Мы с мамой никогда не уезжали от тети Тани с пустыми руками. Она отправляла нас домой на дядь Лешиной старенькой девятке, до отказа загрузив ее дарами природы: фруктами и овощами летом, и консервацией зимой. Кроме бескрайнего огорода, на участке помещались курятник и сарай, в котором благополучно зимовала семья коз. Теть Таня, как и многие женщины в поселке, работала на местной птицефабрике. Однако покупным курам предпочитала домашних. «Работа работой, а здоровье дороже!», — говорила она. И усердно трудилась в промышленном курятнике днем, а в домашнем — по вечерам.
Уже после развода мой папа удачно вложил дедушкино наследство, открыв свою маленькую транспортную компанию. Кресло водителя оказалось для него куда удобнее офисного, и он охотно пересел за баранку автомобиля. Проездив на дальние дистанции пару лет, он обзавелся не только геморроем, но и новенькой семьей. «Городская профурсетка», как ее называл мама, светловолосая Лидия была матерью-одиночкой. За год до смерти отец доверительно сообщил мне, что планирует «заякориться в этой спокойной гавани». Но, не сложилось! В очередном ночном рейсе он разбился насмерть.

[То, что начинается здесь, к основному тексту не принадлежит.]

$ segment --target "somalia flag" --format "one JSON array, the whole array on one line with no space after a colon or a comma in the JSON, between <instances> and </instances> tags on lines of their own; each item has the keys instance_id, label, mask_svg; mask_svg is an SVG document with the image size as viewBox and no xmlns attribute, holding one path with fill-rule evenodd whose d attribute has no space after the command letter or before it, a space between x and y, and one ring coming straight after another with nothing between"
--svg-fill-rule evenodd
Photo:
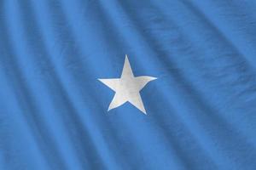
<instances>
[{"instance_id":1,"label":"somalia flag","mask_svg":"<svg viewBox=\"0 0 256 170\"><path fill-rule=\"evenodd\" d=\"M255 170L255 12L0 0L0 170Z\"/></svg>"}]
</instances>

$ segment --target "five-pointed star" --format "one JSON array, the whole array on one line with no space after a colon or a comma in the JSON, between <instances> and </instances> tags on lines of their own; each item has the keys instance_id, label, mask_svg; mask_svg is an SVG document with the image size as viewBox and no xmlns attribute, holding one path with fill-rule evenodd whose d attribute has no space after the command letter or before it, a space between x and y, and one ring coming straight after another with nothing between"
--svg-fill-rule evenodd
<instances>
[{"instance_id":1,"label":"five-pointed star","mask_svg":"<svg viewBox=\"0 0 256 170\"><path fill-rule=\"evenodd\" d=\"M144 114L146 113L140 91L155 77L142 76L134 76L127 55L125 55L123 72L120 78L98 79L112 90L115 94L109 105L108 110L119 107L125 102L130 102Z\"/></svg>"}]
</instances>

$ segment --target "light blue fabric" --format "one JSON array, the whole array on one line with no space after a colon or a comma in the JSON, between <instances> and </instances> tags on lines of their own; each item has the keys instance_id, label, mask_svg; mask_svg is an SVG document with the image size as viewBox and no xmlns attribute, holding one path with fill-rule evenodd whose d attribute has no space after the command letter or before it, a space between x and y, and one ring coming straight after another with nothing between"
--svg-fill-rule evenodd
<instances>
[{"instance_id":1,"label":"light blue fabric","mask_svg":"<svg viewBox=\"0 0 256 170\"><path fill-rule=\"evenodd\" d=\"M253 0L0 0L0 169L256 169ZM158 79L108 111L98 78Z\"/></svg>"}]
</instances>

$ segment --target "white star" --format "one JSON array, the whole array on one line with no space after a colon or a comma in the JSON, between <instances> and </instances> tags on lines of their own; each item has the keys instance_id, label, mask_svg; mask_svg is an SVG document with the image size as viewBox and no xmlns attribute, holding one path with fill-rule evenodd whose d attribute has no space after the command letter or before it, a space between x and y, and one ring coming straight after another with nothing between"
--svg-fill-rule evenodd
<instances>
[{"instance_id":1,"label":"white star","mask_svg":"<svg viewBox=\"0 0 256 170\"><path fill-rule=\"evenodd\" d=\"M128 57L125 55L120 78L98 79L115 92L108 110L119 107L128 101L144 114L147 114L140 91L148 82L155 79L155 77L148 76L134 76Z\"/></svg>"}]
</instances>

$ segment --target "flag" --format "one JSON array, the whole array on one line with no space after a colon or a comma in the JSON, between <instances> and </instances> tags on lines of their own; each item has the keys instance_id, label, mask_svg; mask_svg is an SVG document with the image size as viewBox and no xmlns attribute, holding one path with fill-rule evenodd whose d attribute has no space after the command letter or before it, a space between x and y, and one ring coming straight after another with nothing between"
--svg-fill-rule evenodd
<instances>
[{"instance_id":1,"label":"flag","mask_svg":"<svg viewBox=\"0 0 256 170\"><path fill-rule=\"evenodd\" d=\"M255 11L0 1L0 169L256 169Z\"/></svg>"}]
</instances>

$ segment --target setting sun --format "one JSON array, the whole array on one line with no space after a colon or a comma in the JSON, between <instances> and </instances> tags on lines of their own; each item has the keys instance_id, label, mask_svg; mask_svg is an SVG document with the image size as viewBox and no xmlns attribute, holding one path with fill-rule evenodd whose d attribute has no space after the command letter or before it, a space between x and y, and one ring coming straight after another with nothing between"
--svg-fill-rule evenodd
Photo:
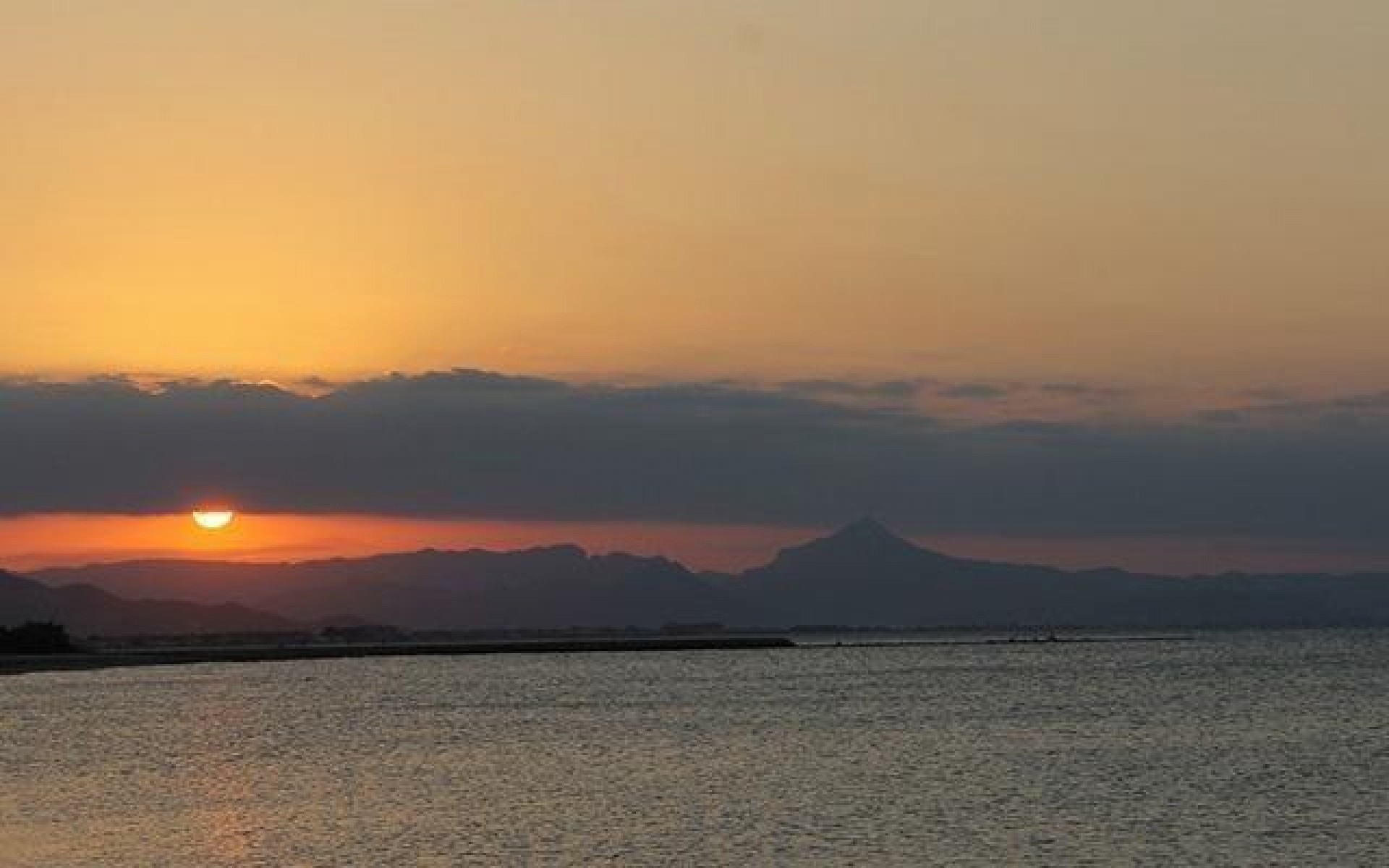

Я была почти совершеннолетней, и училась в институте. Но это событие надолго выбило меня из привычной колеи. Мама крепилась, изображая наигранное равнодушие. Она старалась не показывать, как ей больно было дважды потерять любимого мужчину. Или уже нелюбимого? Или уже не больно? Она не рассказывала, а я не спрашивала. В редкие минуты откровений она с обидой говорила, что «он нас бросил», не уточняя, в какой именно момент.
Было ли больно светловолосой женщине Лидии? Знала ли она о намерениях нового кавалера? Кто сообщил ей о случившемся? И сообщил ли вообще? Иногда мне хотелось разыскать ее, и задать эти вопросы лично. Эдик называл меня «сердобольной дурындой», и советовал выкинуть из головы эту «бабскую чушь».